Gone are the days when minimally skilled female workers toiled in a factory, day-in day-out, only to receive a meagre salary and face bleak prospects.
With wider educational opportunities since the 1970s, more women in Hong Kong have joined the workforce, and are now contending for top jobs and assuming leadership roles, locally and internationally.
There was joy in the city when Margaret Chan Fung Fu-chun took the helm of the World Health Organisation, and delight as Laura Cha Shih May-lung became the first person outside the mainland to join the central government at vice-ministerial rank. Hongkongers also take pride in Anson Chan Fang On-sang, the city's first Chinese chief secretary, and in Margaret Leung Ko May-yee, who now calls the shots at Hang Seng Bank.

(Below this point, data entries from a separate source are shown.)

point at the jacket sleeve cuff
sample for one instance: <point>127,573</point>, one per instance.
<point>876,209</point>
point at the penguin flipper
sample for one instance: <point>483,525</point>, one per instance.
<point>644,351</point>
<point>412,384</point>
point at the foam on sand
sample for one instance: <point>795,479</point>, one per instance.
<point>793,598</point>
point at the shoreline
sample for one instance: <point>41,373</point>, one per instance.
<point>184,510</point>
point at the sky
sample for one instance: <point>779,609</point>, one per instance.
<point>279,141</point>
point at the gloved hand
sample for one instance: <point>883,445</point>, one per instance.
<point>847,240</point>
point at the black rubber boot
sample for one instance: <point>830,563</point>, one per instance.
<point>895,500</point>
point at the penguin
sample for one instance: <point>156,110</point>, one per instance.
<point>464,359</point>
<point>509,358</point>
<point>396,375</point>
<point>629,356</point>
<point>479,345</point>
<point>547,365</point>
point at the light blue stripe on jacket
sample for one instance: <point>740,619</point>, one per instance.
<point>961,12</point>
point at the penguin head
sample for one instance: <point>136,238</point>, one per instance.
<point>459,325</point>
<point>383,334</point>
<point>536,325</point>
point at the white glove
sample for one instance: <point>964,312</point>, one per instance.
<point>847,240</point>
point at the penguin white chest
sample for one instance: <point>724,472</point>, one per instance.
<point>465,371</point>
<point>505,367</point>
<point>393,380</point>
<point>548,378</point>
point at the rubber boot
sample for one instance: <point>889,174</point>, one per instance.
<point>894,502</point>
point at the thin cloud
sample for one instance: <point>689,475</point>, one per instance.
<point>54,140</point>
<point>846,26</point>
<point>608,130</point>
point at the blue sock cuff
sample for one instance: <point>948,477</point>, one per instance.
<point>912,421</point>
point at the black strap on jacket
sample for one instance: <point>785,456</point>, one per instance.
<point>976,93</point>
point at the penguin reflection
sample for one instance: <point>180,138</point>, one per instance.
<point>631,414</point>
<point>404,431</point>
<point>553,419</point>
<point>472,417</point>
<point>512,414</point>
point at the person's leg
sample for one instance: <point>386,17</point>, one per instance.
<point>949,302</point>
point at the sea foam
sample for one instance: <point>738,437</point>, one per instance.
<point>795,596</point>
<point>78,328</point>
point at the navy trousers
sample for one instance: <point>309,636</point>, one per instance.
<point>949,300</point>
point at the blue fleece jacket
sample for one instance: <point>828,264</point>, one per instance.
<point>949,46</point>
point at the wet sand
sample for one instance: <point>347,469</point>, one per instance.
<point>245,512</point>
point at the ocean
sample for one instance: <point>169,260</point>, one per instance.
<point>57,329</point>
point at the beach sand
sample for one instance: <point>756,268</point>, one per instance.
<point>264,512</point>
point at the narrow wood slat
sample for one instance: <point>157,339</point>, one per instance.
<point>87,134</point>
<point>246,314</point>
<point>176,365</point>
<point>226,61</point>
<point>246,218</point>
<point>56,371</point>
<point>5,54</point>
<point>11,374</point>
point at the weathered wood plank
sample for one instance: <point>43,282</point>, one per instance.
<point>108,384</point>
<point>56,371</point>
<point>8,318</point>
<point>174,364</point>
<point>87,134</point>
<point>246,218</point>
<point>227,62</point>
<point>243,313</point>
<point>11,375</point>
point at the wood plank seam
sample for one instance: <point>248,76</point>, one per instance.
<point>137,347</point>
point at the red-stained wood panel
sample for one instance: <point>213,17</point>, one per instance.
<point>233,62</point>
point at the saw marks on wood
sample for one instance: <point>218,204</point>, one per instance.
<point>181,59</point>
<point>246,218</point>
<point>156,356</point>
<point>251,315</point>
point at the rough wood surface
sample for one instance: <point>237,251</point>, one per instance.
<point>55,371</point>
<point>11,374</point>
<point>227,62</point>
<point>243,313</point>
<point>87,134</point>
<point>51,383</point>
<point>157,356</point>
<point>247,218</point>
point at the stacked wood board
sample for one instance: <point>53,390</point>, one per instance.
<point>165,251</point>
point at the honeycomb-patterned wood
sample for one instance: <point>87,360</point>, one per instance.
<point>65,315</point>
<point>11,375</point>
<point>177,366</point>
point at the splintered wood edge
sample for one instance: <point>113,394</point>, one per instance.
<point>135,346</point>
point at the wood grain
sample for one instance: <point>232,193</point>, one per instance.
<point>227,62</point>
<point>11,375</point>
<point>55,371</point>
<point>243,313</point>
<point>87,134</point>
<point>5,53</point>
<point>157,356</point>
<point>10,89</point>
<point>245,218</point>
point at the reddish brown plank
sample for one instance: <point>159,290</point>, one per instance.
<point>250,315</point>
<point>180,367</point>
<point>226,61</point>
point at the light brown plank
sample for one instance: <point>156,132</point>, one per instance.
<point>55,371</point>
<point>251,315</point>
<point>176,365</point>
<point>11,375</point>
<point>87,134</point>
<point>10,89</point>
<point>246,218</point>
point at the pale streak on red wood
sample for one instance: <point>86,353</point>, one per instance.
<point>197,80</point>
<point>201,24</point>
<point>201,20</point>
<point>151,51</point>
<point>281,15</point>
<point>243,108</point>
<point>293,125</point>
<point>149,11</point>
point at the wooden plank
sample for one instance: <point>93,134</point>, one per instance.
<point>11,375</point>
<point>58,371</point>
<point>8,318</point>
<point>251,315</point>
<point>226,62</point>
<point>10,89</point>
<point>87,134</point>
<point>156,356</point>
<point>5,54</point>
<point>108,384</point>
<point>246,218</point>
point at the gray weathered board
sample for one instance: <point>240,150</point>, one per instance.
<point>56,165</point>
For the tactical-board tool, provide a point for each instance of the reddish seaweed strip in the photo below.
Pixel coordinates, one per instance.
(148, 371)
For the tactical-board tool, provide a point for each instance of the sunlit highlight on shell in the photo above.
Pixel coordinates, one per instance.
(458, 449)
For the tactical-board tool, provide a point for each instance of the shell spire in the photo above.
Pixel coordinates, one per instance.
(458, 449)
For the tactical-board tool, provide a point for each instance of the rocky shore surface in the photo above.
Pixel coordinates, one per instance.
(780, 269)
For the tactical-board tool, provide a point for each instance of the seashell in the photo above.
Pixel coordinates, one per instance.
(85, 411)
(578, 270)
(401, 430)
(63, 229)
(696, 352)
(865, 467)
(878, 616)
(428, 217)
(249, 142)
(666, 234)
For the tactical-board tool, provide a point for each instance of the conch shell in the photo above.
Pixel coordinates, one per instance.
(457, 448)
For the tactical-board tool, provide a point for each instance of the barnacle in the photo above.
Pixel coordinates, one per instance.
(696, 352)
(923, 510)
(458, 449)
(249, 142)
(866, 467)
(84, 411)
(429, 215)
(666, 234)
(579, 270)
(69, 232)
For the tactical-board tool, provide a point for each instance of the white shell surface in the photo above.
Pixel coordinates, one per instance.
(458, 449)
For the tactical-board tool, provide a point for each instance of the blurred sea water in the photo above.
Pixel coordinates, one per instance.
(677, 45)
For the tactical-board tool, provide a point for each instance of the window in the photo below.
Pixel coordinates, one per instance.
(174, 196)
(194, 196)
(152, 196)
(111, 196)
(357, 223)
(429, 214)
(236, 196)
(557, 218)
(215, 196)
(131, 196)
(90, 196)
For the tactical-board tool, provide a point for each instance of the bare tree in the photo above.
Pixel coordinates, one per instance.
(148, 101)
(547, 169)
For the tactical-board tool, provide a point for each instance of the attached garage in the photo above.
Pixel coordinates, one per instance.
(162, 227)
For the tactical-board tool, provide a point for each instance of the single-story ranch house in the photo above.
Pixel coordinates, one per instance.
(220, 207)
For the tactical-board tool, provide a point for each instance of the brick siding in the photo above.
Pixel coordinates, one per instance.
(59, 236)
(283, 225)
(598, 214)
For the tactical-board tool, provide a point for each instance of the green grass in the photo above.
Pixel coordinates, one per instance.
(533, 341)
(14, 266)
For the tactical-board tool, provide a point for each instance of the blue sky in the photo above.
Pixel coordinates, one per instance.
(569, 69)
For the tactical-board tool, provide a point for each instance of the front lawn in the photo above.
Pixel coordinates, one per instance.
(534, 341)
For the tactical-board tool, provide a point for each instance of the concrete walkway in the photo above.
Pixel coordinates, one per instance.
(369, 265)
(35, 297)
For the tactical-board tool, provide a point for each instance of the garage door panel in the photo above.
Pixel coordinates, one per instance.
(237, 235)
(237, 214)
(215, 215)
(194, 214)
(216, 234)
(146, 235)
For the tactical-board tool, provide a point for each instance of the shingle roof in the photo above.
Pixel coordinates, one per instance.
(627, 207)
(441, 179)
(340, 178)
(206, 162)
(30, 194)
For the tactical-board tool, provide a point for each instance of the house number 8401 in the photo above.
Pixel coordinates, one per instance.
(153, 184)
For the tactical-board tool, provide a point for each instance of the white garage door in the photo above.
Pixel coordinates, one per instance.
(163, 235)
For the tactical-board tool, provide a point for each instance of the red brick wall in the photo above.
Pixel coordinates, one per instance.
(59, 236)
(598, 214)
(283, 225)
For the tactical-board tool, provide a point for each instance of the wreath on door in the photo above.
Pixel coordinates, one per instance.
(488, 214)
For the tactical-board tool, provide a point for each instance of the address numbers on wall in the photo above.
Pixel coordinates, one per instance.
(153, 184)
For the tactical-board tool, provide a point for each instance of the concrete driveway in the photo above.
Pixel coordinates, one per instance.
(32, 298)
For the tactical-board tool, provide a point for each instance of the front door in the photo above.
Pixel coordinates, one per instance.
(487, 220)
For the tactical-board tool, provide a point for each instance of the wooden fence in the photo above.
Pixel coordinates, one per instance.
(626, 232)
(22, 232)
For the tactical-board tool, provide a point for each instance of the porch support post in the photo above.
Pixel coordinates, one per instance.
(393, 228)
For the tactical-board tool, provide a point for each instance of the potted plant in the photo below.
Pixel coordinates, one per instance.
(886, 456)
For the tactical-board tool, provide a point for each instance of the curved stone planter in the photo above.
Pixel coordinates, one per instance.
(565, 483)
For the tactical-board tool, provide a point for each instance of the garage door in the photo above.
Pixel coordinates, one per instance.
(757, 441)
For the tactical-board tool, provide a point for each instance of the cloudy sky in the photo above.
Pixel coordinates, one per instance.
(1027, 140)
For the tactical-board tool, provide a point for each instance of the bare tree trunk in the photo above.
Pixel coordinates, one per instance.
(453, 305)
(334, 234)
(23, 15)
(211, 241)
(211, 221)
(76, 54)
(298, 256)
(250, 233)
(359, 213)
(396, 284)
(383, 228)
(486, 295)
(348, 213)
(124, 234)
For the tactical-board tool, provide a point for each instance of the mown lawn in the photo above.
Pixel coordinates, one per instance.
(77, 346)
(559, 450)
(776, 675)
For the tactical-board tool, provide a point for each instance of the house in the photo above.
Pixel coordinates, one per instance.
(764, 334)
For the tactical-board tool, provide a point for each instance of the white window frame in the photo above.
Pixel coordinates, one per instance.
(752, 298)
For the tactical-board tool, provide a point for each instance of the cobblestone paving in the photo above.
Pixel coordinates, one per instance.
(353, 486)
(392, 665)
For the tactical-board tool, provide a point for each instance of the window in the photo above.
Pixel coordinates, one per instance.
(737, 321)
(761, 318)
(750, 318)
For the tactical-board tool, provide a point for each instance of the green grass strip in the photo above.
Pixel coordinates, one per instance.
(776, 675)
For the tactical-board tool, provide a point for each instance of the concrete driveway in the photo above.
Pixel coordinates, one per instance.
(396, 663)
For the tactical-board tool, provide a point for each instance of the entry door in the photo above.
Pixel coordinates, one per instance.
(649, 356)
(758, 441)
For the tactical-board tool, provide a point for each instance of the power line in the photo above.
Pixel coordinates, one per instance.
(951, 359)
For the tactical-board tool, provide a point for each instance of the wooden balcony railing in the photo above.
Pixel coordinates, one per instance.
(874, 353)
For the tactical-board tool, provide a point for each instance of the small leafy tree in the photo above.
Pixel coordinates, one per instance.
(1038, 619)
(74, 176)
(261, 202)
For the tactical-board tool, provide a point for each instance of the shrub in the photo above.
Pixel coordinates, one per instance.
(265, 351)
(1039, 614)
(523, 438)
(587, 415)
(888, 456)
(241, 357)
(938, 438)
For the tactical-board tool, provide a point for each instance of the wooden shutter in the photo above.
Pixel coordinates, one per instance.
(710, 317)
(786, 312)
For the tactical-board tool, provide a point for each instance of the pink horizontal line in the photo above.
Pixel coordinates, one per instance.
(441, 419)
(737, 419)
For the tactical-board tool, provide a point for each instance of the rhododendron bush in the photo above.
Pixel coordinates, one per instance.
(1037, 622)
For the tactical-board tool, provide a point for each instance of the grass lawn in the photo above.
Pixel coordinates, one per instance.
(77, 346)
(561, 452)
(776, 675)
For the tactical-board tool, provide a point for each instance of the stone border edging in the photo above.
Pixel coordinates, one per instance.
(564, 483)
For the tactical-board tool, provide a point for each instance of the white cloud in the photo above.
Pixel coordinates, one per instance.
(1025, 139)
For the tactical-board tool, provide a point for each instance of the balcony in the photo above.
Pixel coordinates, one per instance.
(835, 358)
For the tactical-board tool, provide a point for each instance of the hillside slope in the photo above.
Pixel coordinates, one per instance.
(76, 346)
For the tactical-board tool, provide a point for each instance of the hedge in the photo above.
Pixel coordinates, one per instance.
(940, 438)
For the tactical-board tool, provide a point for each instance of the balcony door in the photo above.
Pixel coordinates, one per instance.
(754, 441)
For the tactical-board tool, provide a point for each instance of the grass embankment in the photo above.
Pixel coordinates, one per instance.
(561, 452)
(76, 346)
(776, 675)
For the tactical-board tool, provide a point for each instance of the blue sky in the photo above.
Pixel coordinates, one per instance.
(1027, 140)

The significance of women receiving a decent education and entering the workforce lies beyond the support they can thereafter provide to the household or their contribution to the economy.
For the individual, this signals an unprecedented opportunity to discover and develop their talent, and decide what they want to do and how they will go about doing it. It is a triumph for individual freedom.
The introduction of the nine-year free education policy in 1978 was a turning point in improving the socio-economic status of women, says Susanne Choi Yuk-ping, associate professor at the department of sociology and director of the Gender Research Centre at Chinese University.